Social Media
Social Media and Mobilization
By Mark Raygan E. Garcia, Director, Office of Information and Publications
Social media has seen the peak of citizenship participation. It has challenged barriers to the full exercise of freedom of speech. What on one end is a platform for self-expression is a catalyst for community action on the other.
Social media has become a convenient internet street to where citizens actively take their issues and concerns without need for physical presence. With its reach across demographics and its access global, it quickly provides that virtual intersection at which ever-expanding and ever-increasing internet streets converge. And over a short period of time, social media influences what unfolds on the ground.
Social media has become an effective tool in mobilizing people, calling for wider public support, and elevating a lobby for certain concerns on a global level. It adds that necessary push or pressure for resolution to issues and brings to the fore a new era of civic activism.

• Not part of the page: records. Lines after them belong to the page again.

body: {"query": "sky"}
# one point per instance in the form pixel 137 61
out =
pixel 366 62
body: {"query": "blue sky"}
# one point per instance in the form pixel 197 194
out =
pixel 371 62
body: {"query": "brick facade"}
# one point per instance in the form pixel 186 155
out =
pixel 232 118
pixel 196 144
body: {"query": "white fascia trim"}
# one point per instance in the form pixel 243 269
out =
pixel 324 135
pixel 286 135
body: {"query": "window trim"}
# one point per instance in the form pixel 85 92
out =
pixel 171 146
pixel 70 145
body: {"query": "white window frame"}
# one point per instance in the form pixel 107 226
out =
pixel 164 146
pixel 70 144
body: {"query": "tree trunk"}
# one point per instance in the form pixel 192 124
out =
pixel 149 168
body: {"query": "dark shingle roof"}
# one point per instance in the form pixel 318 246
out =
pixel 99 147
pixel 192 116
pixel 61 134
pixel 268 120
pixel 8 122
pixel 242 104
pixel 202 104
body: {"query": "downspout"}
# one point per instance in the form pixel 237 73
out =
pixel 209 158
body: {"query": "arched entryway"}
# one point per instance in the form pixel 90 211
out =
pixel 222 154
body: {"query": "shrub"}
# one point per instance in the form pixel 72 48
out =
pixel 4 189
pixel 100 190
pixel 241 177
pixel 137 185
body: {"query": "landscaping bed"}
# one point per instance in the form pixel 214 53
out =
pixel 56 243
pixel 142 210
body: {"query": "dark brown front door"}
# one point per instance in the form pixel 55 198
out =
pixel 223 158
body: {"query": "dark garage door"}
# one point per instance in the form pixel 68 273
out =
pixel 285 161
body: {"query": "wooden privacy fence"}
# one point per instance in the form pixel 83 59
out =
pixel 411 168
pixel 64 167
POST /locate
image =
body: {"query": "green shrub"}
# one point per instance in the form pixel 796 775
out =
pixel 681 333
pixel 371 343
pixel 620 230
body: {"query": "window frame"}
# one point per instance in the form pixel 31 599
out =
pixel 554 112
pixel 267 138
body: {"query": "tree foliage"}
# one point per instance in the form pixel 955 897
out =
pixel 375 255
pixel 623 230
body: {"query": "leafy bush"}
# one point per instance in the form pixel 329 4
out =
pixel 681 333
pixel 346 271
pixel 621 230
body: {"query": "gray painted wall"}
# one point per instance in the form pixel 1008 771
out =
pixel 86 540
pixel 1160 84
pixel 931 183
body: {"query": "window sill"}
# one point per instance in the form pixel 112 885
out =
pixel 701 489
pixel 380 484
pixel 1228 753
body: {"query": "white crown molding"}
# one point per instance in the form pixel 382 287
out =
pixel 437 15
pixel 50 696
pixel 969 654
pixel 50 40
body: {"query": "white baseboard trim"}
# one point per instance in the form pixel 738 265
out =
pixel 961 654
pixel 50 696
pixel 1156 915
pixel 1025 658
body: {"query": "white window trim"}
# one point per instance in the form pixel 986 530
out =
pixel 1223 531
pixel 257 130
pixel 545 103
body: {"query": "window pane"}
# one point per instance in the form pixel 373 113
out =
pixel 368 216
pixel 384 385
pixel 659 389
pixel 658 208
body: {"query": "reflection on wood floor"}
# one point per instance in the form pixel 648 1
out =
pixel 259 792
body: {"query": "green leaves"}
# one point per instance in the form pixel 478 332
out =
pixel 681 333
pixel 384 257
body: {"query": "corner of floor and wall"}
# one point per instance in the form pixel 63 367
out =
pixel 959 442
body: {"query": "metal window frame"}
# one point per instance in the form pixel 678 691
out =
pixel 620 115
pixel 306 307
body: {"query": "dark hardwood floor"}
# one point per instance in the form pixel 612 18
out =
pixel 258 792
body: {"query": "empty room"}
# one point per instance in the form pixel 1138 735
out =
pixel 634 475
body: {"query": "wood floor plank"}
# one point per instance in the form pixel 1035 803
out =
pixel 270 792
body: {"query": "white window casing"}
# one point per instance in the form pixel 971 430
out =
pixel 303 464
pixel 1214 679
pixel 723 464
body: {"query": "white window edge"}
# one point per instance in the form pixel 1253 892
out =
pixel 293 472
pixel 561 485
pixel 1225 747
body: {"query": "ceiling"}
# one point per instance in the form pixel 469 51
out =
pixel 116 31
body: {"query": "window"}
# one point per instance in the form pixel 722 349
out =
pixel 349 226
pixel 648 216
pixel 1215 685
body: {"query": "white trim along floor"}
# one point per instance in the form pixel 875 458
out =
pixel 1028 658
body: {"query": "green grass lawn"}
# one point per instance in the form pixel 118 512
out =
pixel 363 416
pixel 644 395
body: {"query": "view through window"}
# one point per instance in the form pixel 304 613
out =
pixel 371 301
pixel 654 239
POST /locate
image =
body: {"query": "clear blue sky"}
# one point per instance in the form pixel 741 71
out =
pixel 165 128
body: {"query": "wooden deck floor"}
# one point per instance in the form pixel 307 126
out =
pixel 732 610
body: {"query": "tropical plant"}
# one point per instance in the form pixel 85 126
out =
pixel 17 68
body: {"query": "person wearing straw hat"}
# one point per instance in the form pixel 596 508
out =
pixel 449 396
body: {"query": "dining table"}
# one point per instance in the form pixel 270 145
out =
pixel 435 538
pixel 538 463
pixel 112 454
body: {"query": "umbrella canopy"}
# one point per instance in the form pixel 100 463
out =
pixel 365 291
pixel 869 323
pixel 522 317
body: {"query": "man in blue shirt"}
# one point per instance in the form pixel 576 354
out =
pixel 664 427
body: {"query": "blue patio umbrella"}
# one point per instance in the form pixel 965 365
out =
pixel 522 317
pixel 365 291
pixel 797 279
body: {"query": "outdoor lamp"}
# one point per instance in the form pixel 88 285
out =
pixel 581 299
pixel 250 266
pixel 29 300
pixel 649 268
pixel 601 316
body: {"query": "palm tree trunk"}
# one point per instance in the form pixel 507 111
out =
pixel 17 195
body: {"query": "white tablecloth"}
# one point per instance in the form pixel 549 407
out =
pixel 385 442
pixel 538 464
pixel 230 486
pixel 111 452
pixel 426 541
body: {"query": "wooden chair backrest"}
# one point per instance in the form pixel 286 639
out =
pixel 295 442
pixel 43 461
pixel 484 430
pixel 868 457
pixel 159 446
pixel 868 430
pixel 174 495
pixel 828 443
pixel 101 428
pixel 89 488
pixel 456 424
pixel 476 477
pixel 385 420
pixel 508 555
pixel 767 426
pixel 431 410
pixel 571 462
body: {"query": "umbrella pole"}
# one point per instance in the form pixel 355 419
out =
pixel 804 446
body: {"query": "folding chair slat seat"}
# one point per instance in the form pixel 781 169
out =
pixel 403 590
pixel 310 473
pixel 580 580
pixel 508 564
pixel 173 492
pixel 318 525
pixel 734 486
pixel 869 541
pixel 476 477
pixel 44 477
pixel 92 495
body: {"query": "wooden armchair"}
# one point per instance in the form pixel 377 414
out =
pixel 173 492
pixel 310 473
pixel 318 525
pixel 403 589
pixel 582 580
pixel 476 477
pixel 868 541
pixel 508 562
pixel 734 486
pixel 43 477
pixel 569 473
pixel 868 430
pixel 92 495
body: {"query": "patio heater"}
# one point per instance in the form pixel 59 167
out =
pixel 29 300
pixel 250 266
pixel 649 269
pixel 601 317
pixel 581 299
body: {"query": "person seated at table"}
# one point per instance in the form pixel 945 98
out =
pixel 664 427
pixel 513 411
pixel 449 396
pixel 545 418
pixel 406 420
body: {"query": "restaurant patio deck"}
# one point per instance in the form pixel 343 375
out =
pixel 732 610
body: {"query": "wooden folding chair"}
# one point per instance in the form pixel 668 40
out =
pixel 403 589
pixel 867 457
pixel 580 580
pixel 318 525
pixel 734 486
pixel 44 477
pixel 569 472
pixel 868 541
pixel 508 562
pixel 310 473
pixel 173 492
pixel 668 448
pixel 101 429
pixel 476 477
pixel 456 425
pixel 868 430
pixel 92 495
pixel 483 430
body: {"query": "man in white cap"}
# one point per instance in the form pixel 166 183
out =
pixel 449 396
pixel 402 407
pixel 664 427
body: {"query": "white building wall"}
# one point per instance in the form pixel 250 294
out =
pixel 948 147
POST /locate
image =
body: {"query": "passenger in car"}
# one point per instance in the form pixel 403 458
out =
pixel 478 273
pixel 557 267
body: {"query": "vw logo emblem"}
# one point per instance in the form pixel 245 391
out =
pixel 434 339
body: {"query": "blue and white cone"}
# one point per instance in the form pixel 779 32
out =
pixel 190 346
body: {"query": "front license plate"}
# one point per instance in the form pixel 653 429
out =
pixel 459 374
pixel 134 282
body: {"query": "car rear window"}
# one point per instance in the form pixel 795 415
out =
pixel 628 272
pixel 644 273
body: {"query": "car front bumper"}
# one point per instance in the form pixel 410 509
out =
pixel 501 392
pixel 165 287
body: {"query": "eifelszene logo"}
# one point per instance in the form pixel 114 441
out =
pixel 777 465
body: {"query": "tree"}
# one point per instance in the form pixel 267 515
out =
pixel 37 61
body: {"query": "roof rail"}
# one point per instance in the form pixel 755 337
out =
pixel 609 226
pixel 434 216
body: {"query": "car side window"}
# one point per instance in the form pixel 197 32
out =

With social media managing to penetrate every nook and cranny of a community – regardless of stringent censorship protocols – and with technology having a way around access restrictions, there are more and more people being connected to a global community.
There is a growing support system that fuels more the need to speak up and do something about relevant social and political issues. Governments are brought to the planning table to review culture-entrenched regulations that draw the thin line between concern and gender rights violation. Social media is starting to influence and dictate world affairs.
No doubt, social media has become a catalytic tool that makes or breaks communities. This phenomenon significantly impacts on organizations that successes and survival rates can now depend on social media utilization. Governance and public affairs take on a different level of discourse in social media with it attracting a broader participation base. Advocacies and fundraising campaigns are better communicated via social media where the pass-on rate is fast and public visibility high. And, responses to calls for action in social media form an avalanche as it is pervasive and cuts across cultures, ideologies and social status.
In the book WikiLeaks, reputable international non-government organizations are said to engage the services of journalists in what it calls “mediation”. The end is to communicate what their organizations are doing not only for fundraising activities but also to advance some political agenda. Use of social media was considered vital in this respect; they are able to reach out to more and thus, help in shaping public responses to critical issues and crises, and influence decision-makers. But this arrangement involves heavy investment of both time and resources, not to mention the risks.
But how fast can messages posted in social media mobilize social action?
How fast did the Arab Spring muster the needed number from when calls for reforms were circulated online? Could it have been projected that New Yorkers would respond to the Occupy Wall Street campaign in such a way hours or days from when the call became popular on the internet? Would the same response time be achieved if the similar conditions were simulated as when typhoon Yolanda (Haiyan) hit the Philippines where one post on Facebook encouraging people to offer free rides to homeless typhoon victims arriving at different ports in Metro Manila led to the Local Transportation Franchising and Regulatory Board giving free bus rides from Tacloban to Manila to over a thousand?
These are valid questions that may require serious research in order to further optimize the practical value of social media. These are questions that present an opportunity for a multidisciplinary and interdisciplinary approach to finding a simple answer to what could obviously be a complex equation.